The denominator, \(P(x_1,x_2,...,x_n)\), is the same for all, so we only need to identify:
\(P(y|x_1,x_2,...,x_n)\propto P(x_1,x_2,...,x_n|y)P(y)\)
We assume each \(x\) is independent. Therefore:
\(P(x_1,x_2,...,x_n|y)=P(x_1|y)P(x_2|y)...P(x_n|y)\)
\(P(y|x_1,x_2,...,x_n)\propto P(x_1|y)P(x_2|y)...P(x_n|y)P(y)\)
With the Naive Bayes assumption we have:
\(P(y|x_1,x_2,...,x_n)\propto P(x_1|y)P(x_2|y)...P(x_n|y)P(y)\)
We now choose \(y\) which maximises this.
This is easier to calculate, as there is less of a sample restriction.

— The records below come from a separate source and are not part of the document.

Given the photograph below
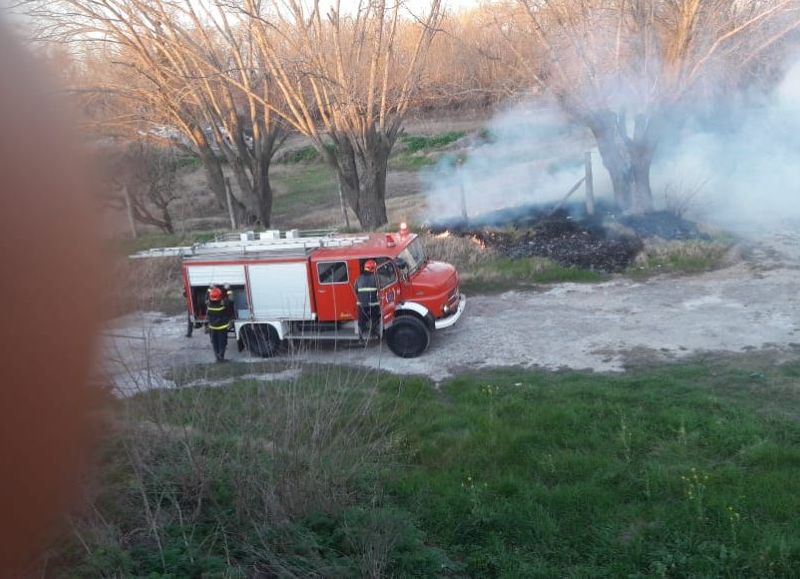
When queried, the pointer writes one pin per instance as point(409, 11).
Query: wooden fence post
point(343, 206)
point(229, 198)
point(129, 210)
point(589, 185)
point(460, 172)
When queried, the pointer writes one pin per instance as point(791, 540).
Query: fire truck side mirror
point(402, 267)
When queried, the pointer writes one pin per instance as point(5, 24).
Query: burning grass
point(483, 269)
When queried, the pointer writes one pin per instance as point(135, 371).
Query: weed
point(295, 478)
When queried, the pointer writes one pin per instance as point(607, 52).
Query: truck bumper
point(450, 320)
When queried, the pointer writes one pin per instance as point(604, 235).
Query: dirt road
point(753, 304)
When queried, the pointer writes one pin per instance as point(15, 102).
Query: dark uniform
point(369, 306)
point(219, 320)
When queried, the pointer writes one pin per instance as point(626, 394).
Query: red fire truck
point(287, 286)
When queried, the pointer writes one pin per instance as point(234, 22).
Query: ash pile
point(605, 242)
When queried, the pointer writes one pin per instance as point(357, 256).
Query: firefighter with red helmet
point(369, 306)
point(218, 316)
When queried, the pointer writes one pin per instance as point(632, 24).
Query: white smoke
point(533, 155)
point(748, 166)
point(743, 168)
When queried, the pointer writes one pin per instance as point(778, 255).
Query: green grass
point(685, 470)
point(424, 143)
point(679, 257)
point(405, 161)
point(305, 154)
point(414, 152)
point(660, 473)
point(299, 190)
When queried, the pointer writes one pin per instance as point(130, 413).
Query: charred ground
point(605, 242)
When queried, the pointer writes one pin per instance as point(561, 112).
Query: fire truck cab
point(294, 287)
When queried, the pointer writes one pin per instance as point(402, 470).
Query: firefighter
point(219, 319)
point(369, 307)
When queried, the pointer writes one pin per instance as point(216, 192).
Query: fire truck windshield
point(414, 256)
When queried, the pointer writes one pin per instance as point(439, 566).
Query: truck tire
point(261, 340)
point(408, 337)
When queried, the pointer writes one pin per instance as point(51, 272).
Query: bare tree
point(347, 83)
point(628, 69)
point(181, 76)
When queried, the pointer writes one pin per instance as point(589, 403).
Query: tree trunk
point(263, 191)
point(627, 159)
point(214, 173)
point(372, 190)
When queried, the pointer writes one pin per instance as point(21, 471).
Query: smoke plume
point(736, 167)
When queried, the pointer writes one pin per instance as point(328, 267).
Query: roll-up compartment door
point(279, 291)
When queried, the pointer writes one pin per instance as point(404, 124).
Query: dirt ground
point(752, 305)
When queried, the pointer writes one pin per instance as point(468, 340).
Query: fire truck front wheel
point(408, 337)
point(261, 340)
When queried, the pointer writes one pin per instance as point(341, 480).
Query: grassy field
point(685, 470)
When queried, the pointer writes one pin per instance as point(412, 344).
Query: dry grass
point(467, 255)
point(680, 257)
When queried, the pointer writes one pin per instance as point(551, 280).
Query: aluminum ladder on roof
point(251, 242)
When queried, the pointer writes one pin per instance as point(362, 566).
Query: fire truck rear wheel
point(408, 337)
point(261, 340)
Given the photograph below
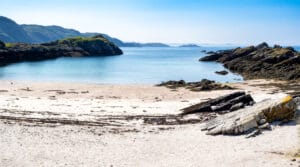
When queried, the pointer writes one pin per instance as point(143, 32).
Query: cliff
point(70, 47)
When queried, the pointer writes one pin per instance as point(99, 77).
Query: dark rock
point(2, 45)
point(70, 47)
point(277, 46)
point(223, 104)
point(222, 72)
point(261, 61)
point(203, 85)
point(211, 57)
point(262, 45)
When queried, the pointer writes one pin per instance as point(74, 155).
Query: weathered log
point(221, 104)
point(252, 117)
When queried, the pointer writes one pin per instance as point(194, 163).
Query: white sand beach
point(69, 124)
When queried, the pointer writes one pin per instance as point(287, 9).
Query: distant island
point(69, 47)
point(260, 62)
point(10, 31)
point(189, 46)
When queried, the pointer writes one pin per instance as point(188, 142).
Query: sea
point(138, 65)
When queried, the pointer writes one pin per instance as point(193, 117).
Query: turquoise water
point(137, 65)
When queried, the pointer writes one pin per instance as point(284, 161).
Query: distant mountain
point(10, 31)
point(189, 45)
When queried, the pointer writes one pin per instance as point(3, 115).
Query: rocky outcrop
point(260, 61)
point(70, 47)
point(2, 45)
point(222, 72)
point(203, 85)
point(223, 104)
point(252, 118)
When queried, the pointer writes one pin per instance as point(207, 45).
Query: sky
point(240, 22)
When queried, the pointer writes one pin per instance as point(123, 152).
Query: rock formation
point(70, 47)
point(260, 61)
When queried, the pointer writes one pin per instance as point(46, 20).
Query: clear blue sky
point(170, 21)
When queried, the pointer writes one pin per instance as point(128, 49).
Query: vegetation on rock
point(71, 47)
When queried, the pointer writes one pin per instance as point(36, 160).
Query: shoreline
point(50, 124)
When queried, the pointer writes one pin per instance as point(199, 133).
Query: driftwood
point(252, 118)
point(227, 103)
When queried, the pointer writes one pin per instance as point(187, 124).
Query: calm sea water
point(137, 65)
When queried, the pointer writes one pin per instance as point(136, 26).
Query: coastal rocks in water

This is used when evidence is also in classes, as the chance of any individual outcome on a continuous probability is \(0\).
We can easily calculate \(P(y)\), by looking at the frequency across the sample.
Normally, \(P(x_1|y)=\dfrac{n_c}{n_y}\), where:
\(n_c\) is the number of instances where the evidence is \(c\) and the label is \(y\).
\(n_y\) is the number of instances where the label is \(y\).
To reduce the risk of specific probabilities being zero, we can adjust them, so that:
\(P(x_1|y)=\dfrac{n_c+mp}{n_y+m}\), where:
\(p\) is the prior probability. If this is unknown, use \(\dfrac{1}{k}\), where \(k\) is the number of classes.
\(m\) is a parameter called the equivilant sample size.
Naive Bayes can be used to classify text documents. The \(x\) variables can be appearances of each word, and \(y\) can be the document classification.